%load_ext autoreload
%autoreload 2
%matplotlib inline
%config InlineBackend.figure_format = 'retina'

Logistic Regression

Logistic regression builds upon linear regression. We use logistic regression to perform binary classification, that is, distinguishing between two classes. Typically, we label one of the classes with the integer 0, and the other class with the integer 1.

What does the model look like? To help you build intuition, let's visualize logistic regression using pictures again.

Matrix Form

Here is logistic regression in matrix form.

Neural Diagram

Now, here's logistic regression in a neural diagram:

Interactive Activity

As should be evident from the pictures, logistic regression builds upon linear regression simply by changing the activation function from an "identity" function to a "logistic" function. In the one-dimensional case, it has the same two parameters as one-dimensional linear regression, $w$ and $b$ . Let's use an interactive visualization to visualize how the parameters $w$ and $b$ affect the shape of the curve.

(Note: this exercise is best done in a live notebook!)

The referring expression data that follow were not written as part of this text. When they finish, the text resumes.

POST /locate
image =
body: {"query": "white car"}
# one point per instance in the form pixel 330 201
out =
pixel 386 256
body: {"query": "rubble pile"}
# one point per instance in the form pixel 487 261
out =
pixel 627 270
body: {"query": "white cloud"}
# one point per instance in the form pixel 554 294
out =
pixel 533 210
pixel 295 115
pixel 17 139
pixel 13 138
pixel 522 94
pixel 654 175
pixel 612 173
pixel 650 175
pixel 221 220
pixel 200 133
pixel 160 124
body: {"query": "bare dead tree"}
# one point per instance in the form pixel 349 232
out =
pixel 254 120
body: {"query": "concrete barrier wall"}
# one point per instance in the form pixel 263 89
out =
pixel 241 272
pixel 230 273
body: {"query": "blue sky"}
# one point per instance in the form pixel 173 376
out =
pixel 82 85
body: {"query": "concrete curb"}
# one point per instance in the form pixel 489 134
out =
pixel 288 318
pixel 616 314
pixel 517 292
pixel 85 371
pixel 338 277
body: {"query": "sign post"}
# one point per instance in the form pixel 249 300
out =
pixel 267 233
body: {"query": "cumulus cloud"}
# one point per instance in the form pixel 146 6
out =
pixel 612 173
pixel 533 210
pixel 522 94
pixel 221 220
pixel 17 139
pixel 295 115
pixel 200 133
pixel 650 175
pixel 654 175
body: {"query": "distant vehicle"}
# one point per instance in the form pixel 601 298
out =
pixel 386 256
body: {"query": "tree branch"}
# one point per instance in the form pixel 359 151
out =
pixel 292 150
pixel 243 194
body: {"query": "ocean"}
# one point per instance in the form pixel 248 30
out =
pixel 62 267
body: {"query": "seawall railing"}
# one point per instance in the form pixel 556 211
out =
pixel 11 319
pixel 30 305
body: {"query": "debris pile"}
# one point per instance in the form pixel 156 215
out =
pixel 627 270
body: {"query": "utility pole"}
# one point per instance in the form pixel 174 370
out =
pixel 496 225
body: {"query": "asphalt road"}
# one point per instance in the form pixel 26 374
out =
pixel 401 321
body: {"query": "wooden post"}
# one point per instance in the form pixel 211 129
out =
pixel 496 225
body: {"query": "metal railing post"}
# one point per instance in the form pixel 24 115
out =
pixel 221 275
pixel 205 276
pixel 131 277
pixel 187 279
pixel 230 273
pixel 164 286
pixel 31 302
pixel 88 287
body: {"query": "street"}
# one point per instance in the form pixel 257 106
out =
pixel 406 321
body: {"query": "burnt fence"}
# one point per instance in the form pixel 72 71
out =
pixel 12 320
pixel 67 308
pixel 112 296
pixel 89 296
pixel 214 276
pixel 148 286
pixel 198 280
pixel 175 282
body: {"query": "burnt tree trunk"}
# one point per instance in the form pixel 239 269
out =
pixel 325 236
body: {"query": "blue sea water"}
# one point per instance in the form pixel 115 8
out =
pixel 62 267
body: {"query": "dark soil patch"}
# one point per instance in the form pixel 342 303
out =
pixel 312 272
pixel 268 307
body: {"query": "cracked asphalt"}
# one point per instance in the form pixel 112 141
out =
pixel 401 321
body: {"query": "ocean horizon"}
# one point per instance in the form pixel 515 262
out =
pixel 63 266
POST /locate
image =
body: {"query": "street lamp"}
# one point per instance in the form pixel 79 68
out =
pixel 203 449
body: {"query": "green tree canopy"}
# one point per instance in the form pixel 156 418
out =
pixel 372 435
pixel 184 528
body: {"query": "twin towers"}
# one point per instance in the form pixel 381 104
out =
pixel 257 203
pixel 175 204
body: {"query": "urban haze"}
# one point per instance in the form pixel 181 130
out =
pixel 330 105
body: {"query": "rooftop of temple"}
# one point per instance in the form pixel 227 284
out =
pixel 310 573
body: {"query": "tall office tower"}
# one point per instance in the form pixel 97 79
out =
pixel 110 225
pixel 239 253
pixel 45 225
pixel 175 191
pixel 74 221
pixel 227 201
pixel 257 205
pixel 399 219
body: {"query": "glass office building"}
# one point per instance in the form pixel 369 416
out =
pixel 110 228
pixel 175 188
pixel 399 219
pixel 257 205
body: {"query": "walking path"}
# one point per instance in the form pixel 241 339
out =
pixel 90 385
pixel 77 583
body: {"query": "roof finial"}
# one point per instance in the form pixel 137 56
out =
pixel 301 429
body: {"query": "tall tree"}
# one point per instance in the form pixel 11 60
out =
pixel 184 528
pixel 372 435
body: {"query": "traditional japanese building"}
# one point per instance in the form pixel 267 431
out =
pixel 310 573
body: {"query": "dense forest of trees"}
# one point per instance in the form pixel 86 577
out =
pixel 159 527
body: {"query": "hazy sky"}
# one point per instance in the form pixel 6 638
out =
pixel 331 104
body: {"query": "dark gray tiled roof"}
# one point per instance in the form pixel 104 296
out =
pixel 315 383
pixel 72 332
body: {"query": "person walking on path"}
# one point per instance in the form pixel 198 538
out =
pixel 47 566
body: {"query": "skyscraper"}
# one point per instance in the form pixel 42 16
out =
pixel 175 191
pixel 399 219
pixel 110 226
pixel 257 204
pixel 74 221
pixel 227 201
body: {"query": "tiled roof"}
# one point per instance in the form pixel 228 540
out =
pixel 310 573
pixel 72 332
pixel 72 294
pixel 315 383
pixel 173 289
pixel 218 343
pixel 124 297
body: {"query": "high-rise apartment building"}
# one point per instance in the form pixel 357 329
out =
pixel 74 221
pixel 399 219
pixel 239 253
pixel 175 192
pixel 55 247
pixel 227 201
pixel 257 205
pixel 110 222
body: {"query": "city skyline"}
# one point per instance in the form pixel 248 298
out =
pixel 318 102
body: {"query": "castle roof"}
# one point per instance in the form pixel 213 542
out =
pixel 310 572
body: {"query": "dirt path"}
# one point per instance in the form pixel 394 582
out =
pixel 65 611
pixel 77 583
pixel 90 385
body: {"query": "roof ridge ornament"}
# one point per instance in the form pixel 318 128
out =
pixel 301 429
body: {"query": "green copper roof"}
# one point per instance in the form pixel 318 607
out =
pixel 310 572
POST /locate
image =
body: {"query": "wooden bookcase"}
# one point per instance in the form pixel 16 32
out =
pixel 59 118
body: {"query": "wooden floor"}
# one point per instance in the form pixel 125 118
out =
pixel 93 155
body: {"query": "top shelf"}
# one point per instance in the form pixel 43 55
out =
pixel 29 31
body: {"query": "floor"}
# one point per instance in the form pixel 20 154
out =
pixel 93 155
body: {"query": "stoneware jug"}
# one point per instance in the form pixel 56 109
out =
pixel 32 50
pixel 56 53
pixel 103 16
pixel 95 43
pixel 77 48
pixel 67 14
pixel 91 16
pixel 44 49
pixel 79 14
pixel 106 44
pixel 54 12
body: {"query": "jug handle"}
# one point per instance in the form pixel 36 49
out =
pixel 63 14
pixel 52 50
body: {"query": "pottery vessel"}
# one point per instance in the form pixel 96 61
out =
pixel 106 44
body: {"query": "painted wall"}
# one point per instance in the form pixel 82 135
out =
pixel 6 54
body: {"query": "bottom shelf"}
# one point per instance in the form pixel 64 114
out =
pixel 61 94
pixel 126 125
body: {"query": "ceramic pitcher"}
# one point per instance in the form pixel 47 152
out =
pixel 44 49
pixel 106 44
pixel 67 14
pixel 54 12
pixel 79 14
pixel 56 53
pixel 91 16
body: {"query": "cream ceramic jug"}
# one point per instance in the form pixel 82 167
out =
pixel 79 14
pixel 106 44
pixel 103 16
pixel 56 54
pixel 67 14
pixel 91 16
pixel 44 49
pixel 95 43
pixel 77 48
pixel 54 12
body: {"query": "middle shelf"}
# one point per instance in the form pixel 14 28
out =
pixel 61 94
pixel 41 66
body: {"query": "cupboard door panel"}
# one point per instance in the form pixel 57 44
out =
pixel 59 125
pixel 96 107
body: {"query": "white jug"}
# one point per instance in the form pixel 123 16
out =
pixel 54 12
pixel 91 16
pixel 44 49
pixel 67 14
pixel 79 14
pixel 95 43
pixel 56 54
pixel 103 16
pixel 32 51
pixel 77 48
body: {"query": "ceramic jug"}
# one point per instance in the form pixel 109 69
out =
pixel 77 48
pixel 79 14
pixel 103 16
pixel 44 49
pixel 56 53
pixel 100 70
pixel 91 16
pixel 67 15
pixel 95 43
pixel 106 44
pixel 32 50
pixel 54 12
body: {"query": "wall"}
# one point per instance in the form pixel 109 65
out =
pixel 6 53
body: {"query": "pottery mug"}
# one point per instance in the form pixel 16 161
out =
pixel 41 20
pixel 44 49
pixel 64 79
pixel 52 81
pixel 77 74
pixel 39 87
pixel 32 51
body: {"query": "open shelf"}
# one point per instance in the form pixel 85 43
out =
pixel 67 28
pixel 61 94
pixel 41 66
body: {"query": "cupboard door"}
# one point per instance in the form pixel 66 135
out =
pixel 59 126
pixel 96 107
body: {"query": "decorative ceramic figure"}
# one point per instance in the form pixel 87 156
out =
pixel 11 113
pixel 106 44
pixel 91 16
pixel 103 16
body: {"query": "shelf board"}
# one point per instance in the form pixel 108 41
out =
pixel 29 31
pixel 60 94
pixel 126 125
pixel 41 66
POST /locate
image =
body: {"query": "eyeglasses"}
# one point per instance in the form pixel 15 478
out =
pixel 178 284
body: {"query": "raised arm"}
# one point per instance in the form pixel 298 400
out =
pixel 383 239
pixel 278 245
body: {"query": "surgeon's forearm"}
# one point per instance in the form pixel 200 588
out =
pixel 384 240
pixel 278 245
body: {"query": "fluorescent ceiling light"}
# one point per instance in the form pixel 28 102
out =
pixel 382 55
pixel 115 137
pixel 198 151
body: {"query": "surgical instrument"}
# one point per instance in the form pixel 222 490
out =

from dl_workshop.answers import logistic
logistic??

/home/runner/work/dl-workshop/dl-workshop/src/dl_workshop/answers.py:34: TqdmExperimentalWarning: Using `tqdm.autonotebook.tqdm` in notebook mode. Use `tqdm.tqdm` instead to force console mode (e.g. in jupyter console)
  from tqdm.autonotebook import tqdm
WARNING:absl:No GPU/TPU found, falling back to CPU. (Set TF_CPP_MIN_LOG_LEVEL=0 and rerun for more info.)

import jax.numpy as np
import matplotlib.pyplot as plt
from ipywidgets import interact, FloatSlider

@interact(w=FloatSlider(value=0, min=-5, max=5), b=FloatSlider(value=0, min=-5, max=5))
def plot_logistic(w, b):
    x = np.linspace(-10, 10, 1000)
    z = w * x + b  # linear transform on x
    y = logistic(z)    
    plt.plot(x, y)

Parameters of the model

As we can see, there are two parameters $w$ and $b$ . For those who may be encountering the model for the first time, this is what each of them control:

$w$ controls how steep the step function is between 0 and 1 on the y-axis. Its sign also controls whether class 1 is associated with smaller values or larger values.
$b$ controls the midpoint location of the curve. More negative values of $b$ shift it to the left; more positive values of $b$ shift it to the right.

Make simulated data

Once again, we are going to use simulated data to help us anchor our understanding. Along the way, we will see how logistic regression, once again, fits inside the same framework of "model, loss, optimizer".

import numpy.random as npr

x = np.linspace(-5, 5, 100)
w = 2
b = 1
z = w * x + b + npr.random(size=len(x))
y_true = np.round(logistic(z))
plt.scatter(x, y_true, alpha=0.3);

Here, we set $w$ to 2 and $b$ to 1, added some noise in there too, and rounded off the logistic-transformed values to between 0 and 1.

Binary Classification Loss Function

How would we quantify how good or bad our model is? In this case, we use the logistic loss function, also known as the binary cross entropy loss function.

Expressed in equation form, it looks like this:

$L = -\sum (y \log(p) + (1-y)\log(1-p)$

Here:

$y$ is the actual class, namely $1$ or $0$ .
$p$ is the predicted class.

If you're staring at this equation, and thinking that it looks a lot like the Bernoulli distribution log likelihood, you are right!

Discussion

Let's think about the loss function for a moment:

What happens to the term $y \log(p)$ when $y=0$ and $y=1$ ? What about the $(1-y)\log(1-p)$ term?
What happens to both terms when $p \approx 0$ and when $p \approx 1$ (but still bounded between 0 and 1)?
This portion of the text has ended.